Alejandro’s mind raced with details that begged to be spoken before he left. “Then I shall go there. Where there are Jews, one can always find a rebbe. Send a message to me through him.”
“As soon as it is safe to do so, I shall.” He embraced the frightened Alejandro and the infant together in hi
s long arms. “Godspeed, colleague. And may He grant that we meet again, in better times.”
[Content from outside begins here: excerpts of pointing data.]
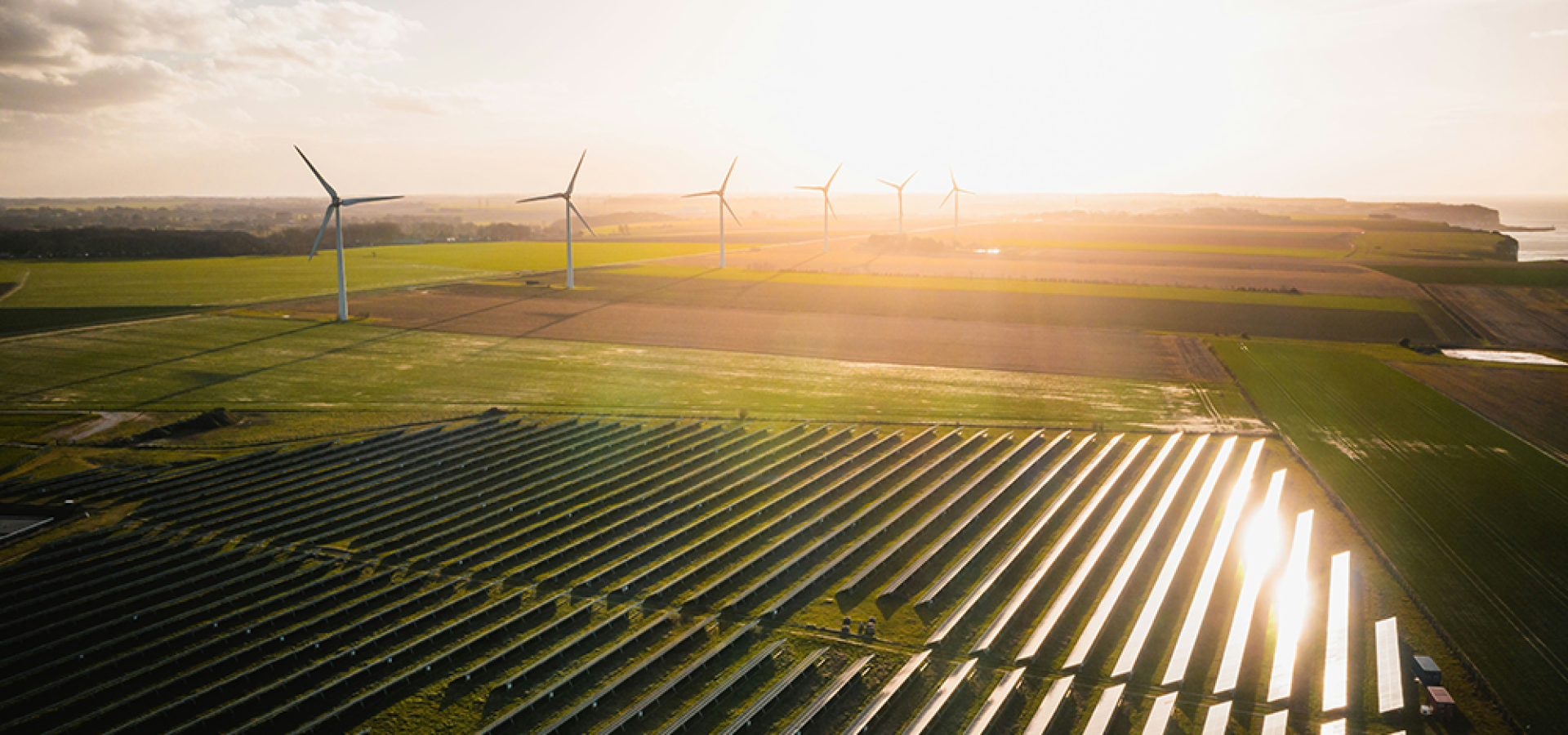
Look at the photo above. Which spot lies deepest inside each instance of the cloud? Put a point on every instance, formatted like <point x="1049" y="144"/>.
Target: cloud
<point x="71" y="57"/>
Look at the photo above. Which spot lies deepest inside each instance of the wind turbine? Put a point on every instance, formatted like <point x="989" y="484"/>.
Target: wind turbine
<point x="571" y="211"/>
<point x="954" y="194"/>
<point x="901" y="198"/>
<point x="826" y="206"/>
<point x="724" y="206"/>
<point x="337" y="209"/>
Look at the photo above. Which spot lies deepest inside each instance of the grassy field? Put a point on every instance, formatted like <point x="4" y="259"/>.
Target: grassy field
<point x="1544" y="274"/>
<point x="252" y="279"/>
<point x="1220" y="250"/>
<point x="1041" y="287"/>
<point x="283" y="364"/>
<point x="1433" y="247"/>
<point x="1470" y="514"/>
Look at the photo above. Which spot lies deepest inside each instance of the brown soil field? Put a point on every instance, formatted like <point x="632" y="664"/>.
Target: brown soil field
<point x="1098" y="267"/>
<point x="905" y="341"/>
<point x="1510" y="314"/>
<point x="1528" y="402"/>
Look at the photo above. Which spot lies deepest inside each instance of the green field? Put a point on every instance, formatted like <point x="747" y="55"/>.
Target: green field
<point x="1535" y="274"/>
<point x="1433" y="247"/>
<point x="245" y="363"/>
<point x="1218" y="250"/>
<point x="250" y="279"/>
<point x="1470" y="514"/>
<point x="1041" y="287"/>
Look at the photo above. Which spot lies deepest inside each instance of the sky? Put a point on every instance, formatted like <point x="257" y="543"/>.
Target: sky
<point x="1375" y="99"/>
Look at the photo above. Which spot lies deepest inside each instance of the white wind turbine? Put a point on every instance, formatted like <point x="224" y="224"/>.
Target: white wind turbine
<point x="724" y="206"/>
<point x="954" y="194"/>
<point x="337" y="209"/>
<point x="571" y="211"/>
<point x="826" y="206"/>
<point x="901" y="196"/>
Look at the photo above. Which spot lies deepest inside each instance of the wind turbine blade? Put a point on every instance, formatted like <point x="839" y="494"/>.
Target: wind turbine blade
<point x="572" y="184"/>
<point x="541" y="198"/>
<point x="825" y="187"/>
<point x="363" y="199"/>
<point x="581" y="218"/>
<point x="328" y="187"/>
<point x="325" y="220"/>
<point x="722" y="187"/>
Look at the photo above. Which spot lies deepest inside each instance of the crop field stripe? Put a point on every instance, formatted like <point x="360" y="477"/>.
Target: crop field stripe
<point x="825" y="696"/>
<point x="767" y="697"/>
<point x="937" y="586"/>
<point x="675" y="680"/>
<point x="982" y="474"/>
<point x="1048" y="707"/>
<point x="1063" y="541"/>
<point x="1106" y="537"/>
<point x="1291" y="596"/>
<point x="886" y="693"/>
<point x="993" y="702"/>
<point x="1264" y="521"/>
<point x="1217" y="718"/>
<point x="1152" y="525"/>
<point x="940" y="697"/>
<point x="1159" y="715"/>
<point x="969" y="518"/>
<point x="671" y="580"/>
<point x="1152" y="607"/>
<point x="720" y="688"/>
<point x="1106" y="709"/>
<point x="889" y="497"/>
<point x="1024" y="541"/>
<point x="1275" y="723"/>
<point x="1336" y="648"/>
<point x="648" y="626"/>
<point x="1211" y="571"/>
<point x="1390" y="677"/>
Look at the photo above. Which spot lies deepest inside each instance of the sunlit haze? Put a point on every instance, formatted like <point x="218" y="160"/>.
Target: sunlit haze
<point x="109" y="97"/>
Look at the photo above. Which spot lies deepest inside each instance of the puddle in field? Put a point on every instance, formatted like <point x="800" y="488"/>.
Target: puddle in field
<point x="1504" y="356"/>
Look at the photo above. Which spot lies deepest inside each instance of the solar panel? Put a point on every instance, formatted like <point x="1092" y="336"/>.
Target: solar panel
<point x="1390" y="680"/>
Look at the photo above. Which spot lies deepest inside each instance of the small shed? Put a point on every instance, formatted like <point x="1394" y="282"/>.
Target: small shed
<point x="1440" y="702"/>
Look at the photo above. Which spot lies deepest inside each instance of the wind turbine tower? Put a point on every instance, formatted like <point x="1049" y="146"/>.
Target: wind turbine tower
<point x="901" y="198"/>
<point x="954" y="194"/>
<point x="826" y="206"/>
<point x="571" y="211"/>
<point x="336" y="209"/>
<point x="724" y="206"/>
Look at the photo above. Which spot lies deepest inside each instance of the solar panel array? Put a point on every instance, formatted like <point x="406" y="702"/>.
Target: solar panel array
<point x="661" y="576"/>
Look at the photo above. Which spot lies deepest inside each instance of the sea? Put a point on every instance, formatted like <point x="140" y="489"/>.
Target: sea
<point x="1535" y="212"/>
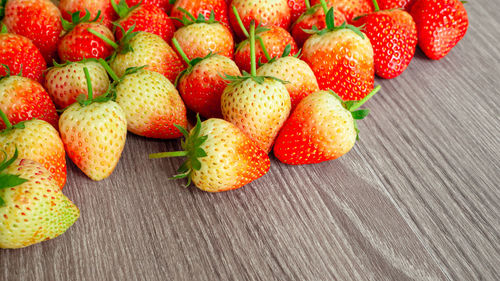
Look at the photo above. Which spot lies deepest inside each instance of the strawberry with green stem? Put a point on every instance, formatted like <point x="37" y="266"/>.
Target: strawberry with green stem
<point x="32" y="207"/>
<point x="321" y="128"/>
<point x="257" y="105"/>
<point x="219" y="157"/>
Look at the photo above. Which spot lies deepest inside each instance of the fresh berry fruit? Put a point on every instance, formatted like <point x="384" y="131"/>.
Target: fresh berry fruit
<point x="341" y="57"/>
<point x="93" y="131"/>
<point x="202" y="36"/>
<point x="23" y="99"/>
<point x="314" y="16"/>
<point x="107" y="14"/>
<point x="151" y="103"/>
<point x="257" y="105"/>
<point x="32" y="207"/>
<point x="219" y="157"/>
<point x="204" y="7"/>
<point x="36" y="140"/>
<point x="38" y="20"/>
<point x="79" y="42"/>
<point x="66" y="82"/>
<point x="142" y="48"/>
<point x="393" y="35"/>
<point x="321" y="128"/>
<point x="143" y="17"/>
<point x="264" y="13"/>
<point x="441" y="24"/>
<point x="21" y="56"/>
<point x="201" y="84"/>
<point x="298" y="74"/>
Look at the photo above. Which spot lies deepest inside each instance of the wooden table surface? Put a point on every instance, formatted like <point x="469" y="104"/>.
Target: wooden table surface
<point x="418" y="198"/>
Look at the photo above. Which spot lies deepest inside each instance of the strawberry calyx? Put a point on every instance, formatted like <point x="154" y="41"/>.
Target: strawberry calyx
<point x="191" y="146"/>
<point x="9" y="180"/>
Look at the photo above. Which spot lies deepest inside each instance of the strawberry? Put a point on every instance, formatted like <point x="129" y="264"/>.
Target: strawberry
<point x="298" y="74"/>
<point x="201" y="36"/>
<point x="219" y="157"/>
<point x="341" y="58"/>
<point x="142" y="48"/>
<point x="36" y="140"/>
<point x="257" y="105"/>
<point x="314" y="16"/>
<point x="201" y="84"/>
<point x="151" y="103"/>
<point x="350" y="8"/>
<point x="21" y="56"/>
<point x="66" y="82"/>
<point x="321" y="128"/>
<point x="107" y="13"/>
<point x="204" y="7"/>
<point x="440" y="25"/>
<point x="393" y="35"/>
<point x="24" y="99"/>
<point x="143" y="17"/>
<point x="264" y="13"/>
<point x="32" y="207"/>
<point x="93" y="131"/>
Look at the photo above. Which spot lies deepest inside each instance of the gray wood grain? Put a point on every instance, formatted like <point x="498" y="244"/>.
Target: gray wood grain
<point x="417" y="199"/>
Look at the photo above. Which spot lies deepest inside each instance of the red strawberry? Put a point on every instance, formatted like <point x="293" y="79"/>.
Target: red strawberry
<point x="264" y="13"/>
<point x="204" y="7"/>
<point x="321" y="128"/>
<point x="441" y="24"/>
<point x="21" y="56"/>
<point x="24" y="99"/>
<point x="201" y="84"/>
<point x="38" y="20"/>
<point x="80" y="43"/>
<point x="69" y="7"/>
<point x="36" y="140"/>
<point x="393" y="35"/>
<point x="220" y="157"/>
<point x="66" y="82"/>
<point x="201" y="36"/>
<point x="314" y="16"/>
<point x="342" y="59"/>
<point x="143" y="17"/>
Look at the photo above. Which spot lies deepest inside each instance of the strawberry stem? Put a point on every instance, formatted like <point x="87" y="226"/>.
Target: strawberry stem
<point x="240" y="22"/>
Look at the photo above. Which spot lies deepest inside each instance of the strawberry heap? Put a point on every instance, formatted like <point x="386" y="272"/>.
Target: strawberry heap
<point x="286" y="77"/>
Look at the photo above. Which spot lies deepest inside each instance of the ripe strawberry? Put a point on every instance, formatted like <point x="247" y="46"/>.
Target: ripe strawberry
<point x="93" y="132"/>
<point x="143" y="17"/>
<point x="350" y="8"/>
<point x="300" y="76"/>
<point x="314" y="16"/>
<point x="201" y="84"/>
<point x="142" y="48"/>
<point x="204" y="7"/>
<point x="264" y="13"/>
<point x="79" y="42"/>
<point x="257" y="105"/>
<point x="38" y="20"/>
<point x="21" y="56"/>
<point x="342" y="59"/>
<point x="151" y="103"/>
<point x="66" y="82"/>
<point x="321" y="128"/>
<point x="32" y="207"/>
<point x="24" y="99"/>
<point x="440" y="25"/>
<point x="219" y="157"/>
<point x="69" y="7"/>
<point x="201" y="36"/>
<point x="36" y="140"/>
<point x="393" y="35"/>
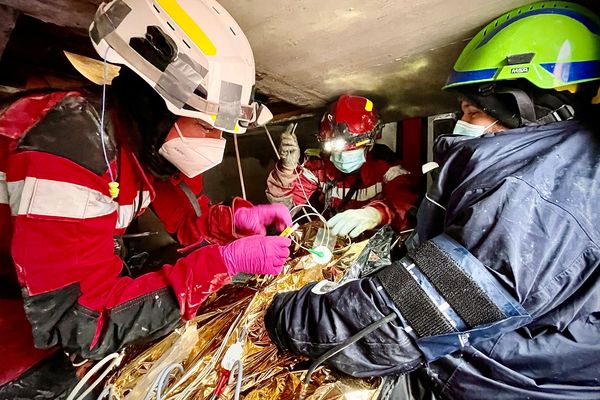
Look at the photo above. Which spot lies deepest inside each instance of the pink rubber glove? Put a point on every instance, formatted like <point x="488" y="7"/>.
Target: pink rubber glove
<point x="256" y="255"/>
<point x="254" y="220"/>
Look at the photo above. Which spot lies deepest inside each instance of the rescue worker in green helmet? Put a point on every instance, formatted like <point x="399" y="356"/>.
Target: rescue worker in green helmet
<point x="497" y="296"/>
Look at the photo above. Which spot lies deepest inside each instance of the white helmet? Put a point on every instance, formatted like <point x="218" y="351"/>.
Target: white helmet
<point x="211" y="75"/>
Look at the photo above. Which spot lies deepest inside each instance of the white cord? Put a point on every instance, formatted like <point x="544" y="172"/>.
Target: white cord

Then the tall Frenchman let go and slipped around the corner. He stole quietly down the hallway. Alejandro stuck his head out from behind the wall and watched as de Chauliac entered the small room and closed the door behind him. The sound of men’s voices, rising in distress and agitation, came through the door as Alejandro slunk along the hall and down the stairs. Clutching the baby, he slipped down the main staircase of the château and out the door, into the cold dark Paris night.
36
Janie made her way out of the real world in the sweet grip of one of her fondest fantasies, a dream that had gone unfulfilled until that moment, when the end of the real world seemed too much a possibility. With a cop in the car, she finally had carte blanche to put her foot to the floor and drive as she always wanted to—like some maniac roadrunner with the wind at its tail. Not that the road cops of western Massachusetts would be bothering with speeders that night—they had more pressing duties to see to, obligations more urgent than pulling over an ancient Volvo pushed to the limit on its last journey before retirement. The venerable car would spend its dotage nestled under a camouflage tarp in the New England woods, its gas tank drained, as an archaic symbol of how the world used to seem: dependable, sturdy, eternal. Janie reminded herself as the trees whizzed by that there was a Maria Callas disk still in the player, and that she should remember to remove it before she put the car out to pasture.
Wouldn’t want to disappear from the face of the earth without that.
Oh, God, is there anything else I forgot? There must be.
Brights blaring, almost thirty miles over the posted speed limit, she careened down the narrow country highway toward her life’s next phase with Michael in the front passenger seat and Caroline in the back. It was gulp-and-tremble time, What are we going to do? time, when “Take to the woods” seemed the best answer from a short list of bad choices.
They passed darkened houses, cars abandoned on the side of the road, pairs of red eyes peering out from the underbrush. They were less than twenty miles from safety when a little girl of maybe seven or eight showed up suddenly in the headlamps. When they first caught a glimpse of her she was sitting on a boulder by the side of the road, unkempt and thin as a rail, but as soon as she saw them, she started to jump up and down frantically on the rock and wave her skinny arms. Her movements were mechanical, as if someone behind her had pushed a button to get her started.